Jadi, dorongan hawa nafsu itu pertama-tama dan utama mesti dikendalikan dari keinginan makan dan minum. Rupanya hasrat makan dan minum itu merupakan hasrat mendasar dalam diri manusia. Dari hasrat untuk makan dan minum itu bisa muncul hasrat-hasrat yang lain. Misalnya, hasrat untuk bekerja demi mendapatkan uang yang bisa dipakai membeli makan dan minum agar tidak [ke]lapar[an]. Tetapi matarantai itu bisa juga dimulai dari hasrat mendapatkan uang dan/atau hasrat untuk membeli apa saja selain makan dan minum. Intinya [mungkin] adalah tetap tidak [ke]lapar[an].
Menariknya, istilah “lapar” dalam diskursus kebahasaan telah meluas dan melebar maknanya. Lapar semula sangat berkaitan dengan aktivitas lambung mencerna makanan/minuman yang dilahap manusia. Namun istilah “lapar” kini juga bisa bermakna hasrat tak terbendung untuk melahap [si]apa saja demi kepuasan si pelahap. Jadi dari makna denotatif istilah itu kini mendapat pembobotan konotatif. Dari soal kebutuhan, “lapar” sekarang lebih menjadi soal “keinginan” atau “hasrat”. Kalau lapar sebagai kebutuhan tentu orang akan makan/minum sesuai kebutuhannya, minimal sesuai ukuran lambungnya. Kalau sudah kenyang pasti dia akan berhenti makan/minum. Artinya, kebutuhannya sudah terpenuhi.
Tapi kalau “lapar” yang bermakna “hasrat” tampaknya susah untuk ditentukan batas kebutuhannya. Sebab yang namanya hasrat itu hampir selalu adalah sesuatu yang tanpa batas. Atau katakanlah, sampai pada batas tertentu akan melahirkan hasrat[-hasrat] yang lain, dan begitu seterusnya, dan seterusnya, sehingga akhirnya juga adalah hasrat tanpa batas.

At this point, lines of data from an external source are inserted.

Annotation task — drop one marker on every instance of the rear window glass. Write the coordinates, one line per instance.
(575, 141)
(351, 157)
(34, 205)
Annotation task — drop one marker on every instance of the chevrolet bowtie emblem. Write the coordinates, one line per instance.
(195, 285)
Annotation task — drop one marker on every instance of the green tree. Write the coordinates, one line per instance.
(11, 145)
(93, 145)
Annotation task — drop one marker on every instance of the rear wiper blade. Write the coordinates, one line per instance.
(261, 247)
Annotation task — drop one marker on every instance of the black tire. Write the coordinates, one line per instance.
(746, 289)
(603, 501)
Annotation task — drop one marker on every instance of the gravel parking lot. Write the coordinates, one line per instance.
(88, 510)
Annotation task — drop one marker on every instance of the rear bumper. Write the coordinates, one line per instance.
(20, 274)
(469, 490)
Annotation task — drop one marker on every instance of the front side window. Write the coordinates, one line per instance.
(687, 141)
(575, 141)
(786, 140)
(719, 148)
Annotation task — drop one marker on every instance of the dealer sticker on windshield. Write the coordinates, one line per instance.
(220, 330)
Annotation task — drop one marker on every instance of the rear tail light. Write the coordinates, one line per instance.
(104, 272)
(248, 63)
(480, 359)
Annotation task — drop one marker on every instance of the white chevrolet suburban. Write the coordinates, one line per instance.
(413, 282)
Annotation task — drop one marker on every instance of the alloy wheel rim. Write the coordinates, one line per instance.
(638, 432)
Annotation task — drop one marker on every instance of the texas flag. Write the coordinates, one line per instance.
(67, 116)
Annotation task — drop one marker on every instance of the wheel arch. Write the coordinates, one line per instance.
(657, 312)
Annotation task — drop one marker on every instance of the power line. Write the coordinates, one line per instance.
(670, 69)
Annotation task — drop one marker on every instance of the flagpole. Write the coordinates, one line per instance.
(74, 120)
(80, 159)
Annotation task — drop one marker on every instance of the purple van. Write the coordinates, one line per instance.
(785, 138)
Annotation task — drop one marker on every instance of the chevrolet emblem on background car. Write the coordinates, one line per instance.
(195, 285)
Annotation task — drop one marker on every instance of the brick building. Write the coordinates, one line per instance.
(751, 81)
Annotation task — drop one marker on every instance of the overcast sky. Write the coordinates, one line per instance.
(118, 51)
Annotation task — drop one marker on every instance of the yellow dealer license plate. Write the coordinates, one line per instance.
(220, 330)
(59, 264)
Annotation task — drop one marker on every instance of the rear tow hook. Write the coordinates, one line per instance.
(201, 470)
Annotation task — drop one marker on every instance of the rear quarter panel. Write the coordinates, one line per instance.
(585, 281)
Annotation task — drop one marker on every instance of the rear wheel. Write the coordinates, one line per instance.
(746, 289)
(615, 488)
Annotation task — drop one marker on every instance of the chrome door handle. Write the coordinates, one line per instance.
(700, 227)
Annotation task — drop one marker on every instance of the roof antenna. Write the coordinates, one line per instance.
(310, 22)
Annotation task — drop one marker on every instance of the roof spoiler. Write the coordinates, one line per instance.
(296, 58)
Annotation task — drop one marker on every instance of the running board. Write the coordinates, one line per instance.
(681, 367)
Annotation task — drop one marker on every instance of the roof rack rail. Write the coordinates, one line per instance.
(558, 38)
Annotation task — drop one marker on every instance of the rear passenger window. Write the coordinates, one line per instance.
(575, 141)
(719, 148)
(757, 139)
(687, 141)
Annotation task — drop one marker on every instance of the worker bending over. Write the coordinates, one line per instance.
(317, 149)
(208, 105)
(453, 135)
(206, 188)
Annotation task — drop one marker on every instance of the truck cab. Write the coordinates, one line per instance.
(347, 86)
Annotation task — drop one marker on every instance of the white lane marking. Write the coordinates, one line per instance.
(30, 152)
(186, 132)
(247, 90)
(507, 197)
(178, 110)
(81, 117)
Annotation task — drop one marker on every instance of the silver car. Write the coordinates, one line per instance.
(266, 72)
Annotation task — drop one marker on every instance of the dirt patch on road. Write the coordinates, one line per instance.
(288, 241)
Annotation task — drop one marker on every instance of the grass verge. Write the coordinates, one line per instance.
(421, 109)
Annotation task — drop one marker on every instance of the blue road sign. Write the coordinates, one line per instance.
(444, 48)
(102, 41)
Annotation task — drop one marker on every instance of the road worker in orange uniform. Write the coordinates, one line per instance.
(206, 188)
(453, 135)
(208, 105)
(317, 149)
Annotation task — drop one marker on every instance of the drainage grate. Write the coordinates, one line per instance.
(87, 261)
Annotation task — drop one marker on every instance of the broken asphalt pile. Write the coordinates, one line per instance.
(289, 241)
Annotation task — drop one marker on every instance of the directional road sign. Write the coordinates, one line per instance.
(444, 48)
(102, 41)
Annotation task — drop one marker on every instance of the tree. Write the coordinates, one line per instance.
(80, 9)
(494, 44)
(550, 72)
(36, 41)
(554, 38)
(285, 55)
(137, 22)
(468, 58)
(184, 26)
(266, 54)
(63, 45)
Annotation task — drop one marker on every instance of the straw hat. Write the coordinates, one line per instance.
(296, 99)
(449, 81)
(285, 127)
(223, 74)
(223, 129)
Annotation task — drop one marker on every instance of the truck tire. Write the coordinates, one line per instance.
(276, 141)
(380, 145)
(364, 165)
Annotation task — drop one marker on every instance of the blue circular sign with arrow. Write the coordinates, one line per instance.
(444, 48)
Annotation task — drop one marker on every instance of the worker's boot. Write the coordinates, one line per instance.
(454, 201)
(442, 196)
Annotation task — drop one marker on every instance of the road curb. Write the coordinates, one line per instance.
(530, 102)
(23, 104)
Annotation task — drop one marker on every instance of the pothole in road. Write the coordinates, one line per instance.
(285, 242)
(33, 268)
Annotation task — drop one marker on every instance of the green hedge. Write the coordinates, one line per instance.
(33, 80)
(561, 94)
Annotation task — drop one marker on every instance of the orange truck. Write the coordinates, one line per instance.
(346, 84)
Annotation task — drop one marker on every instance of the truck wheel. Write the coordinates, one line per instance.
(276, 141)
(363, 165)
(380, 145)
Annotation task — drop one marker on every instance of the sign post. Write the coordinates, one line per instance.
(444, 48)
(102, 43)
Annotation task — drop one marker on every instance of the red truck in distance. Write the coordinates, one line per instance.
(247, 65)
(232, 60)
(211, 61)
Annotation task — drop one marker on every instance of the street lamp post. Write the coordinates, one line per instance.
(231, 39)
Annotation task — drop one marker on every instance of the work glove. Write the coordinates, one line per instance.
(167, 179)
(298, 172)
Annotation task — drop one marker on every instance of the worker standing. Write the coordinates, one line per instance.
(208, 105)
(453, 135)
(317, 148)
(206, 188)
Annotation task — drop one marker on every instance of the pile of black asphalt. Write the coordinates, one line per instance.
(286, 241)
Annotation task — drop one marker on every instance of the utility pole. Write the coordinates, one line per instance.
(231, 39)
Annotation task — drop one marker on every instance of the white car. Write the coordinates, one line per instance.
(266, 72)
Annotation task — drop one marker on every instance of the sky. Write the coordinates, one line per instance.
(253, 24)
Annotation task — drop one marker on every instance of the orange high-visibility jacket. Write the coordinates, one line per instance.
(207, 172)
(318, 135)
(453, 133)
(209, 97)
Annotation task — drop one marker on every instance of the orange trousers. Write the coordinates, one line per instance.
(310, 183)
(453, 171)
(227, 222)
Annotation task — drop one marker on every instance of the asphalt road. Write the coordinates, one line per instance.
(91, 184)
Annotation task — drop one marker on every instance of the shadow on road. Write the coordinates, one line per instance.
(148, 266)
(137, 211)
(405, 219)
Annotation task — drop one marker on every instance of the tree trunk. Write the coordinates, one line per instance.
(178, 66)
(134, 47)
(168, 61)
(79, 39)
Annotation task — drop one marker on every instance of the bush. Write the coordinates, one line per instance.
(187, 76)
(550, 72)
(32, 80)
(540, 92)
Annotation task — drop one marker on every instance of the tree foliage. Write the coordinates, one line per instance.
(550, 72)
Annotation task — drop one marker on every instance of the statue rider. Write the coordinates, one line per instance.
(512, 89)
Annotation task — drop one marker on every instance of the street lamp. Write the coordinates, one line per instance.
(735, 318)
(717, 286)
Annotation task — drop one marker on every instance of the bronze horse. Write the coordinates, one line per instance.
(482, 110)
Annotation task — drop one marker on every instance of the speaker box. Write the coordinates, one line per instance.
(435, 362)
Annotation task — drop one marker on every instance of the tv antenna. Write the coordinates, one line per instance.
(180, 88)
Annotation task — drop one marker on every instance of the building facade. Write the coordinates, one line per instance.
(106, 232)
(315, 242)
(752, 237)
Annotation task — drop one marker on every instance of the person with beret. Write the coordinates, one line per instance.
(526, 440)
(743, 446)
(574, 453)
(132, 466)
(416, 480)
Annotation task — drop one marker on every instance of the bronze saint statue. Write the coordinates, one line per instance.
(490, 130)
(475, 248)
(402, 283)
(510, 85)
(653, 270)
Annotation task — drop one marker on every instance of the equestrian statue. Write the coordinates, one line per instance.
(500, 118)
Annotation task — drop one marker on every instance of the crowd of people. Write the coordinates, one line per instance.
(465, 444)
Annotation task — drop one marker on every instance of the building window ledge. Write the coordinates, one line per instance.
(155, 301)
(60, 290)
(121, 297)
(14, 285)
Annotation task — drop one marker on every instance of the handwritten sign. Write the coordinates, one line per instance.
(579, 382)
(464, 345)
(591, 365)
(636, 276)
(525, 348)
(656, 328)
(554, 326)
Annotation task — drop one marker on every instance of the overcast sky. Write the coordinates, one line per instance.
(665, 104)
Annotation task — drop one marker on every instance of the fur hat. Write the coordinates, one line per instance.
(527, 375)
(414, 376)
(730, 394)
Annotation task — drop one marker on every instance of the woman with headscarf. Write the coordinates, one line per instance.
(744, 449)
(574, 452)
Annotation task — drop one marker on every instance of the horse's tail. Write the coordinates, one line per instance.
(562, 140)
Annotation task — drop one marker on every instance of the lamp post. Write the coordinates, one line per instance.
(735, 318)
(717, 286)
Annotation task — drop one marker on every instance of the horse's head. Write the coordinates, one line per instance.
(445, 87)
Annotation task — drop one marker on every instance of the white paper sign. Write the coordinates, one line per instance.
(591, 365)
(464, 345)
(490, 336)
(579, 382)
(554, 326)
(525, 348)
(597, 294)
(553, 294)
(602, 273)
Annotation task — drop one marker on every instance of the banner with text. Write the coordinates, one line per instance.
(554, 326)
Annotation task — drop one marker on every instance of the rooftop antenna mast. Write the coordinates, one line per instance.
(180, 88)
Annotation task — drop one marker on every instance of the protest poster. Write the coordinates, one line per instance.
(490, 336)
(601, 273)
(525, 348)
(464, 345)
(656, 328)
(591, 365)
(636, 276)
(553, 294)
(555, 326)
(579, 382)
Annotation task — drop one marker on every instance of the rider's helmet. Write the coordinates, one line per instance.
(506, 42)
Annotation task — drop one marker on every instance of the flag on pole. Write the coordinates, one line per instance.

Maka tak mengherankan bahwa dalam narasi Yesus dicobai di padang gurun, mata ujian pertama dari si iblis adalah soal “makan dan minum”. Rupanya dari situlah cikal bakal lahirnya hasrat-hasrat lainnya, sampai pada hasrat berkuasa tanpa batas. Sampai di situ kata banyak orang, pertanyaannya biasanya adalah “hari ini mau makan siapa?”; bukan lagi “hari ini mau makan apa?”. Sederhananya, soal perut memang soal vital. Urusan perut jualah yang bisa membuat orang mata gelap dan membunuh orang lain, bahkan ayah/ibu/saudara kandungnya sendiri. Urusan perut adalah urusan hidup dan mati, karena itu orang rela melakukan apa saja demi urusan perutnya. Lihat saja, bagaimana kesaksian orang-orang yang menjalani hidup sebagai penjual jasa seks (laki-laki dan perempuan), atau para sarjana yang frustrasi tidak mendapatkan pekerjaan lantas tenggelam dalam bisnis kriminal (gigolo, narkoba), dan masih banyak yang lainnya. Hampir semua beralasan karena desakan ekonomi (uang), yang ujung-ujungnya adalah urusan perut.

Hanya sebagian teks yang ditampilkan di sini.